4)レベル3:全社戦略に基づく部分横断的推進
DX推進の全社戦略が明確になっており、その戦略に基づいて部門横断的にDX推進が実践されている状態です。
5)レベル4:全社戦略に基づく持続的実施
明確なビジョンをもとにDXが推進され、その取り組みを評価する仕組みも備わるなど、持続的なDX推進が行われている状態です。
6)レベル5:グローバル市場におけるデジタル企業
デジタル企業として、グローバル競争を勝ち抜くことのできるレベルでDXが推進されている状態です。
3.DX推進の成功につながるDX推進指標の効果的な活用ポイント
DX推進指標をとりまとめた「『DX推進指標』とそのガイダンス」では、DX推進指標の使い方についても言及されています。ここでは、DX推進指標を効果的に活用しながらDX推進を成功につなげるためのポイントについて解説します。
1)経営トップが明確なビジョンを持つ
DXの本質とは、デジタル技術や先端サービス、データ分析を活用して、製品・サービス、ビジネスモデル、組織などを変革し、新たな価値を創出して競争力を強化すること。

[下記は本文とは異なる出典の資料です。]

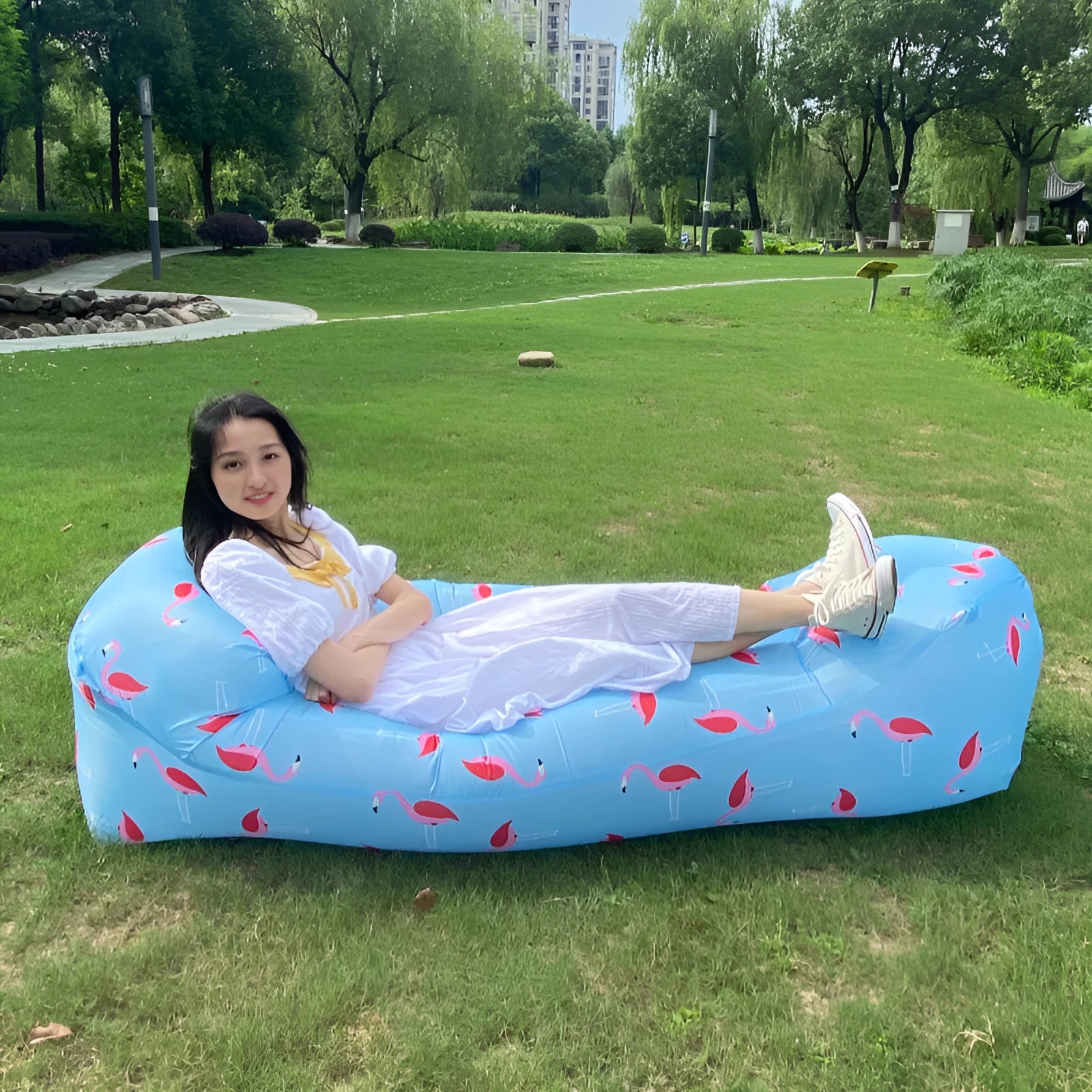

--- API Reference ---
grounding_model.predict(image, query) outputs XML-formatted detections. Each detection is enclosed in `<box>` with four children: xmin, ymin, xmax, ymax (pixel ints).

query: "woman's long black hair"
<box><xmin>182</xmin><ymin>391</ymin><xmax>310</xmax><ymax>584</ymax></box>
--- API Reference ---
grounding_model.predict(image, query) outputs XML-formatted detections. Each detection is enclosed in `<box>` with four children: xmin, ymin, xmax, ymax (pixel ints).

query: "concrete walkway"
<box><xmin>0</xmin><ymin>247</ymin><xmax>318</xmax><ymax>353</ymax></box>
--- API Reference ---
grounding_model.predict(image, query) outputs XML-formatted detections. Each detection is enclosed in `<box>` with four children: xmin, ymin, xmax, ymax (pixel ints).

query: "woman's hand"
<box><xmin>304</xmin><ymin>679</ymin><xmax>337</xmax><ymax>706</ymax></box>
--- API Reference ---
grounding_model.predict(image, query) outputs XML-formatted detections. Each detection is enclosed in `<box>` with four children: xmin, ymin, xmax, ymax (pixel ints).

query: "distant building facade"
<box><xmin>489</xmin><ymin>0</ymin><xmax>618</xmax><ymax>132</ymax></box>
<box><xmin>569</xmin><ymin>34</ymin><xmax>618</xmax><ymax>132</ymax></box>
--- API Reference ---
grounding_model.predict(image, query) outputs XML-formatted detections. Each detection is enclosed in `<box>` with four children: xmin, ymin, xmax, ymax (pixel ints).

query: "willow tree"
<box><xmin>282</xmin><ymin>0</ymin><xmax>522</xmax><ymax>242</ymax></box>
<box><xmin>624</xmin><ymin>0</ymin><xmax>784</xmax><ymax>253</ymax></box>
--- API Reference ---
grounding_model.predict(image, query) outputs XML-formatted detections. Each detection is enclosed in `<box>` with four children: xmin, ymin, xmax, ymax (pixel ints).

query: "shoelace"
<box><xmin>812</xmin><ymin>569</ymin><xmax>876</xmax><ymax>626</ymax></box>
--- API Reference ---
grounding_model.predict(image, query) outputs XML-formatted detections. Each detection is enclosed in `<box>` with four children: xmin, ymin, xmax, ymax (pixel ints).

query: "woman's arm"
<box><xmin>339</xmin><ymin>573</ymin><xmax>433</xmax><ymax>650</ymax></box>
<box><xmin>304</xmin><ymin>640</ymin><xmax>391</xmax><ymax>702</ymax></box>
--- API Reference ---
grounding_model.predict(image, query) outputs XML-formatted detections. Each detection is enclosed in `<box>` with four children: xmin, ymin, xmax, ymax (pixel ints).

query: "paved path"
<box><xmin>0</xmin><ymin>247</ymin><xmax>318</xmax><ymax>353</ymax></box>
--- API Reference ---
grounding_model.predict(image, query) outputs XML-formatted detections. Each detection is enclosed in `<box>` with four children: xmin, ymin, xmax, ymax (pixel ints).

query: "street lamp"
<box><xmin>701</xmin><ymin>109</ymin><xmax>717</xmax><ymax>258</ymax></box>
<box><xmin>136</xmin><ymin>75</ymin><xmax>162</xmax><ymax>281</ymax></box>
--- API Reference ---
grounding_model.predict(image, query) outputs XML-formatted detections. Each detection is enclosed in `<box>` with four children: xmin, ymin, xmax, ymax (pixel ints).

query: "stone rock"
<box><xmin>147</xmin><ymin>307</ymin><xmax>182</xmax><ymax>326</ymax></box>
<box><xmin>61</xmin><ymin>296</ymin><xmax>91</xmax><ymax>319</ymax></box>
<box><xmin>520</xmin><ymin>351</ymin><xmax>554</xmax><ymax>368</ymax></box>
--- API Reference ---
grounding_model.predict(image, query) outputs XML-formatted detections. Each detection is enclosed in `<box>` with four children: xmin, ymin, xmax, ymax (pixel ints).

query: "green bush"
<box><xmin>1003</xmin><ymin>330</ymin><xmax>1080</xmax><ymax>393</ymax></box>
<box><xmin>708</xmin><ymin>227</ymin><xmax>746</xmax><ymax>255</ymax></box>
<box><xmin>360</xmin><ymin>224</ymin><xmax>394</xmax><ymax>247</ymax></box>
<box><xmin>0</xmin><ymin>212</ymin><xmax>199</xmax><ymax>255</ymax></box>
<box><xmin>554</xmin><ymin>224</ymin><xmax>599</xmax><ymax>255</ymax></box>
<box><xmin>626</xmin><ymin>224</ymin><xmax>667</xmax><ymax>255</ymax></box>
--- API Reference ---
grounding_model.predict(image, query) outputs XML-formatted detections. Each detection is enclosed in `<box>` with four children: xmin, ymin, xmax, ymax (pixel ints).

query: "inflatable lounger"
<box><xmin>69</xmin><ymin>528</ymin><xmax>1043</xmax><ymax>852</ymax></box>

しかし、既存システムの刷新や先端的なデジタル技術・サービス、あるいはデータ分析の導入が目的化してしまうことが少なくないのが実際の状況です。経営者が「AIを使って何かしたい」「IoTを使ったサービスを何かやろう」といった抽象的な発想でIT部門に丸投げするようなケースもよく聞かれます。
その原因を探っていくと、企業として、特に経営者が、DX推進を通じてどのような変革を実現し、どのような価値を創出するかといった目的、ビジョンを明確にもつことができていない状況が散見されます。その背景には、経営者が自社の現状や抱えている課題を把握できていないという問題があるようです。
本質的な意味でDXを実現するには、経営者自身が自社の現状や課題を適切に把握し、DXで何を実現するかというビジョンを明確にもつことが何より必要です。DX推進指標を使った自己評価は、現状認識や気づきの機会を得るためのツールとして活用できます。
2)経営者主導で認識共有や啓発を進める
企業全体でDX推進を実現するためには、IT部門だけでなく、経営幹部や事業部門、間接部門やDX推進部門といった幅広い社内関係者の協力が不可欠です。プロジェクトを推進するための組織の整備や適切な人材の育成・確保はもちろん、予算の配分や権限の委譲なども重要なポイント。
そうした取り組みを単発ではなく持続的に進めるためには、経営トップのコミットメントが必須。それもただ経営者が号令をかければいいというものではなく、経営者自らがDX推進を主導して社内関係者の理解をとりつけ、アクションを動かしていく意識が必要です。
経営者をはじめ、経営幹部や事業部門、IT部門やDX推進担当部門まで社内関係者が自社の現状や課題を共有し、とるべきアクションについて議論することを促すDX推進指標は、関係者のベクトル合わせや啓発にうってつけといえます。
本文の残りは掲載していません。